Heavy tails in dynamic flow networks: Universal explanation of their emergence
Agnieszka Janicka, Fiona Sloothaak, Maria Vlasiou, Bert Zwart
TL;DR
This work provides a universal, analytically tractable framework for overload cascades in multi-commodity flow networks, showing that heavy-tailed cascade costs inherit their Pareto tails from Pareto-tailed external inputs. Central to the theory are the catastrophe principle and a transformation linking input tail exponent $\alpha$ to output tail exponent $\alpha/\delta$ under $\delta$-scale-invariant, SRC cascade costs and cascade probabilities. The authors instantiate the framework with concrete flow/production/cascade-cost choices, proving satisfiability across centralized and decentralized settings and deriving tail behavior for power grids, traffic networks, and processing systems.

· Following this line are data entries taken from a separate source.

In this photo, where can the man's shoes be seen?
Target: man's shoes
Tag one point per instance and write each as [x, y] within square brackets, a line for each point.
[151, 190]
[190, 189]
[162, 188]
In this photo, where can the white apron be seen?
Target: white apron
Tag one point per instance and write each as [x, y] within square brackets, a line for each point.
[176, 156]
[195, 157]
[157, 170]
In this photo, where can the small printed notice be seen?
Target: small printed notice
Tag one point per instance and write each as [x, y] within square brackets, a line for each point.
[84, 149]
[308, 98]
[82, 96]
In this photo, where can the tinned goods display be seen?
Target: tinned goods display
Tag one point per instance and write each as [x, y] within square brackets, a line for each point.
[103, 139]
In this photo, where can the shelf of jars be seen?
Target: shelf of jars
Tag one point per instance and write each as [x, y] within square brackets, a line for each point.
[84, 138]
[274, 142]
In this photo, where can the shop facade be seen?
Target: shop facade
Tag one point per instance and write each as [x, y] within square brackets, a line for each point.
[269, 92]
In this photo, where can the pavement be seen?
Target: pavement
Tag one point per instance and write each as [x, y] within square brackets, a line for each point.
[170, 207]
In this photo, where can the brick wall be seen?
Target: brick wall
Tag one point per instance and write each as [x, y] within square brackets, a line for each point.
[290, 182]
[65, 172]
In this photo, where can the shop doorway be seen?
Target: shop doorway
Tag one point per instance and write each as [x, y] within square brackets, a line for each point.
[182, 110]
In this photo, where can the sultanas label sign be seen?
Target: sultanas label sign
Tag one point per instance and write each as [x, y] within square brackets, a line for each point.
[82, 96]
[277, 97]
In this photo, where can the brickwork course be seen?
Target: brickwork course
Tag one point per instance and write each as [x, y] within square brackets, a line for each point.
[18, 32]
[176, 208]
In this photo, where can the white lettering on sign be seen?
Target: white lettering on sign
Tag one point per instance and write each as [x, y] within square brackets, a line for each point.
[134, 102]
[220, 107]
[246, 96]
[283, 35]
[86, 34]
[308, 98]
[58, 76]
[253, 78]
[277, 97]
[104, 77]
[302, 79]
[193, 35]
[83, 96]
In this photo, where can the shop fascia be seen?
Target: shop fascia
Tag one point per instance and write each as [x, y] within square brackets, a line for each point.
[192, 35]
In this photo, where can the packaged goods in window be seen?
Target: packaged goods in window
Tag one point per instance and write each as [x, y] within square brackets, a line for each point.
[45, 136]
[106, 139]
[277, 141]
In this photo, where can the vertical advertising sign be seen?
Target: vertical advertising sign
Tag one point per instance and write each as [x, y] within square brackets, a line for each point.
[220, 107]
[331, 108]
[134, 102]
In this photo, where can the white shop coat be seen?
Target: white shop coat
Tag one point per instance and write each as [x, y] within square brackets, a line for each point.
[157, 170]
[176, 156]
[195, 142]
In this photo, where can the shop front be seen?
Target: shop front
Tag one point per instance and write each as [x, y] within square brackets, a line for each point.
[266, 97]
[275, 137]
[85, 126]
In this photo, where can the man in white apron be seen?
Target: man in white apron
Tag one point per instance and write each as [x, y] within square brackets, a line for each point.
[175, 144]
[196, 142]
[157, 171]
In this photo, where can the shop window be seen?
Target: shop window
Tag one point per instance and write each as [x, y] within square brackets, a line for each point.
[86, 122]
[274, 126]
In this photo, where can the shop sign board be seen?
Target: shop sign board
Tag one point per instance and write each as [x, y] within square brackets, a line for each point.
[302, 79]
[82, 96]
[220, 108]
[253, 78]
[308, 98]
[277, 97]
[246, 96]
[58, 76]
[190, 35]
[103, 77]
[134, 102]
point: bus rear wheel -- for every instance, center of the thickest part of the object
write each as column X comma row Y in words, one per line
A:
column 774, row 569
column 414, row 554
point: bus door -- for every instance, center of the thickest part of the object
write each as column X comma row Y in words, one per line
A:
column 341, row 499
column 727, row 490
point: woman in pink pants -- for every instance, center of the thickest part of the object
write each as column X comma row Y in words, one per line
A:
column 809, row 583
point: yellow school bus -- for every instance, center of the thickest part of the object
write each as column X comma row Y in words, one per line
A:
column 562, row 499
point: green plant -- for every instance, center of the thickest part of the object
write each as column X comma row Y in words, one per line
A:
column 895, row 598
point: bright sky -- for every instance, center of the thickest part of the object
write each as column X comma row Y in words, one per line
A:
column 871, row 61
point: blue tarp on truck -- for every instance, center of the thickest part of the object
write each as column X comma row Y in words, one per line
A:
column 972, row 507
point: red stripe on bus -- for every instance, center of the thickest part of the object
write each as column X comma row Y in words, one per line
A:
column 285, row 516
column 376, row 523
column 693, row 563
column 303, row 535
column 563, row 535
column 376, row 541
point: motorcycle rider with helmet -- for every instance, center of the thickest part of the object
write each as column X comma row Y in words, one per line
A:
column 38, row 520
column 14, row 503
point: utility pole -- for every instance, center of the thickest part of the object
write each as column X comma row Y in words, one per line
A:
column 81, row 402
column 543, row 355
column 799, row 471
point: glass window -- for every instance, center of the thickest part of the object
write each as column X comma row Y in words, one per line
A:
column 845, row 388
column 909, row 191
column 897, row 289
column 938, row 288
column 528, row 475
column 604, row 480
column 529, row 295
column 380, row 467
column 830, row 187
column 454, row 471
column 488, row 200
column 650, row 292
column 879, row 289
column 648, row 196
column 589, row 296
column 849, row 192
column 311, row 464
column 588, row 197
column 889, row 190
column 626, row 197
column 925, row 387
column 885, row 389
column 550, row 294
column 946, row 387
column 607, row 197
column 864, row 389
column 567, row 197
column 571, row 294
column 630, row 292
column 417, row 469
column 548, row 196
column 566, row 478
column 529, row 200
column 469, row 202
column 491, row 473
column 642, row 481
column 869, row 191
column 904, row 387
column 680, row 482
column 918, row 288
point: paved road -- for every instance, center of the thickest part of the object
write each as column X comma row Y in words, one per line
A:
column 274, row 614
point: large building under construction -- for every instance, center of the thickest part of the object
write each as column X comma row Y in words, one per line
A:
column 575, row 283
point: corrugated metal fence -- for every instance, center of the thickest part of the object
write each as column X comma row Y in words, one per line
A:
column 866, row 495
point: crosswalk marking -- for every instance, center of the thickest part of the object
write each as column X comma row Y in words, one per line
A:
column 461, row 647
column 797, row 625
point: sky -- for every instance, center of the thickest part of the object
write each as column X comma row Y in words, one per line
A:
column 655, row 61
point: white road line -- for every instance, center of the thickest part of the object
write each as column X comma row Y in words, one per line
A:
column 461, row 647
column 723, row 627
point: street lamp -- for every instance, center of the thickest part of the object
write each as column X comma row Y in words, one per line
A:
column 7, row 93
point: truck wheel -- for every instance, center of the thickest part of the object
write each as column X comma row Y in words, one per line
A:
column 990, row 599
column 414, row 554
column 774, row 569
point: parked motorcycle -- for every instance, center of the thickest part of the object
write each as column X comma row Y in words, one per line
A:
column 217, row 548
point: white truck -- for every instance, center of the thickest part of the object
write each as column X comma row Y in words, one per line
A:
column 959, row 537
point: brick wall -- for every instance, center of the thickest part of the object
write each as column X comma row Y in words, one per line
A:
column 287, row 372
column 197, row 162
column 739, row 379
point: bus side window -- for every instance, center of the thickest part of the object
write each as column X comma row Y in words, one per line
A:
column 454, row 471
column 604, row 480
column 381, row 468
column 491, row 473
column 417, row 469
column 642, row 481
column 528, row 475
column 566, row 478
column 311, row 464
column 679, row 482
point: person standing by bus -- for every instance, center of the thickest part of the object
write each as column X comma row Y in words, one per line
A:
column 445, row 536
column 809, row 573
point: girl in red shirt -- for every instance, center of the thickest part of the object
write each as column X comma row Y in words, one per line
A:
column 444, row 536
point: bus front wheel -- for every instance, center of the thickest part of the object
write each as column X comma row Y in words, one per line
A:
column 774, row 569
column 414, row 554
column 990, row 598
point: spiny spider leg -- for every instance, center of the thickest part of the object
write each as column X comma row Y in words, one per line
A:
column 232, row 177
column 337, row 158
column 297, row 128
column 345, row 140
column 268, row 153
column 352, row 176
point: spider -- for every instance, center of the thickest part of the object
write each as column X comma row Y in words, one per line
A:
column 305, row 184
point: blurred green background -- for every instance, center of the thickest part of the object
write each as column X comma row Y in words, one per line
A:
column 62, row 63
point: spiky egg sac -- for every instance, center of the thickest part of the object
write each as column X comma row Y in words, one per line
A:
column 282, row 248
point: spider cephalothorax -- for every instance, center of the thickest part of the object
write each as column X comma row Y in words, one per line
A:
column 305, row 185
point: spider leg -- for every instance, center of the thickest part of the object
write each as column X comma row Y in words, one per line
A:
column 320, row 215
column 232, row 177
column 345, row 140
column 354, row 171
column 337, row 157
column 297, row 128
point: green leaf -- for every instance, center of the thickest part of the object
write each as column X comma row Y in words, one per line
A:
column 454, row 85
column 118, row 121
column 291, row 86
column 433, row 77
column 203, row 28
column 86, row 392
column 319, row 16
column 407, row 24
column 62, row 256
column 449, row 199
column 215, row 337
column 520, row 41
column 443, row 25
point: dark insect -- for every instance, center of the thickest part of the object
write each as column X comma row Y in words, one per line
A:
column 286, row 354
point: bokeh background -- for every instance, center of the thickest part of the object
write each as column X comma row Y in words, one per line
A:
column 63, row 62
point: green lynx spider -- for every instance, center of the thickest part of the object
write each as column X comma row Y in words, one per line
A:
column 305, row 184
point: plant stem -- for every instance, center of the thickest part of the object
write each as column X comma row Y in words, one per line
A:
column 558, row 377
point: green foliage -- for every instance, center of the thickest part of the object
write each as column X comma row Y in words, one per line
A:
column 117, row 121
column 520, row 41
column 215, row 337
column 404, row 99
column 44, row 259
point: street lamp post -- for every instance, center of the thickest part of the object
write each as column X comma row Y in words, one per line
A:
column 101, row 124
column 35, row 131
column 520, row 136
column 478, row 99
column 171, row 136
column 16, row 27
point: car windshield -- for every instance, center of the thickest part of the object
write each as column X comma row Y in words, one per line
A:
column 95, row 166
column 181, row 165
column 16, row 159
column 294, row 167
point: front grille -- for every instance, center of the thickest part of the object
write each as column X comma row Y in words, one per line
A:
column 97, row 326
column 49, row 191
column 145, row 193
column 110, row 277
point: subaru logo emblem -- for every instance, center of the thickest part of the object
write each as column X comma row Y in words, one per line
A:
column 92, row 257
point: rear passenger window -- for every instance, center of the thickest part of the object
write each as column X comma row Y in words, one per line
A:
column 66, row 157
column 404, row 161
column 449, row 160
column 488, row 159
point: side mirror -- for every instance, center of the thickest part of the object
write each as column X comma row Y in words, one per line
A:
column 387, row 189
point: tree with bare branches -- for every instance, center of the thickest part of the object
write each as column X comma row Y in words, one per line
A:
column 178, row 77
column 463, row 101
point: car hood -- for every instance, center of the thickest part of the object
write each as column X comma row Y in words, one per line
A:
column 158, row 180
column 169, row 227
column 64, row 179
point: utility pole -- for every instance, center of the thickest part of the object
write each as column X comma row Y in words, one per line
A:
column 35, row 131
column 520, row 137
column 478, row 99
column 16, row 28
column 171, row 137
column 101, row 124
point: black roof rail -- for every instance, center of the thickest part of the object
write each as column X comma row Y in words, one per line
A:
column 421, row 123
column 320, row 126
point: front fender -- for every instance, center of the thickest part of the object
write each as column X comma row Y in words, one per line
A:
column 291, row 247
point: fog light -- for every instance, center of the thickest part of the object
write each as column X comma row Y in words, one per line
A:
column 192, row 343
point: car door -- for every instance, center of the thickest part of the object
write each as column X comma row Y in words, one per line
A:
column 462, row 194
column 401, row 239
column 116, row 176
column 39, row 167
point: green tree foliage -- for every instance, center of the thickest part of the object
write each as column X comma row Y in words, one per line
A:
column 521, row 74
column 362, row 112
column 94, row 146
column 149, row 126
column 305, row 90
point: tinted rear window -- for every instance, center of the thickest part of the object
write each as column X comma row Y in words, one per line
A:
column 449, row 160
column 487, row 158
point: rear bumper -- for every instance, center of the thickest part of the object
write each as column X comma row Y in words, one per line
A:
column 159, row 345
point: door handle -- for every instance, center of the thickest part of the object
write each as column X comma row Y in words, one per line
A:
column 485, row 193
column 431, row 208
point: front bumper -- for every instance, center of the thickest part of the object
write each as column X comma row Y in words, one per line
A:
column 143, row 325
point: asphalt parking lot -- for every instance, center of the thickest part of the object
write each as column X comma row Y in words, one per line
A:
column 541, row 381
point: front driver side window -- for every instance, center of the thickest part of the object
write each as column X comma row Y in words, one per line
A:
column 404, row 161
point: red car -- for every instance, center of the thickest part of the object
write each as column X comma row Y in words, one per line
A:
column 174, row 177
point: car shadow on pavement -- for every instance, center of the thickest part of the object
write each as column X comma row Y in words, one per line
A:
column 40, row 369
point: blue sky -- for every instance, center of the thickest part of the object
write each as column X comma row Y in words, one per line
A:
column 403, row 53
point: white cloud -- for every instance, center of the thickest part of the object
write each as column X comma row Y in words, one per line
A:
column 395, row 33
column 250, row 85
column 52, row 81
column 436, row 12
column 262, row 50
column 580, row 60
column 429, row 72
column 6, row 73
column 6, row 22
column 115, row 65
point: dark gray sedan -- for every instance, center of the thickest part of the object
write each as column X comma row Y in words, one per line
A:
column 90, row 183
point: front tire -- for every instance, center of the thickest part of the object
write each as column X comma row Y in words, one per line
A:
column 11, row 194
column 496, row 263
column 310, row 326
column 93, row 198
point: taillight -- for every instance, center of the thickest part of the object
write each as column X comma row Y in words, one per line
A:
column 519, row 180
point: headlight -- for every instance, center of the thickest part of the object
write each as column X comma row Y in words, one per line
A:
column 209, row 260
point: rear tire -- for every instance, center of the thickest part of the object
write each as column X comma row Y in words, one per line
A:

The results unify previously domain-specific explanations and offer a broad, robust explanation for scale-free disruptions, with practical implications for capacity planning and targeted resilience interventions.
Abstract
Overload-induced cascading failures can cause extreme disruptions in a wide range of networked systems, such as power grids, transportation networks, or financial systems. Empirical studies across domains report that the size of such disruptions often follows a Pareto- or heavy-tailed distribution. While many models reproduce this scaling behavior, they are either tailored to specific domains or based on simplified mechanisms that overlook key aspects of overload cascading behavior. Hence, a general understanding of the mechanisms driving scale-free behavior in these settings remains incomplete. In this paper, we develop a universal and analytically tractable model of overload cascading failures on flow networks, offering a new perspective on how Pareto-tailed disruptions emerge across networks. Our framework shows, under mild assumptions, that heavy-tailed disruptions can arise naturally from Pareto-tailed external inputs, and it establishes a transformation law linking the input and output tail exponents. We further identify broad conditions under which the resulting cascade cost exhibits a heavy-tailed distribution and show that the mechanism is robust across several domains, including power transmission, traffic networks, and processing systems. Our results provide a unified explanation for the emergence of scale-free failures in overload-driven systems and connect previously disparate, application-specific models under a unified framework.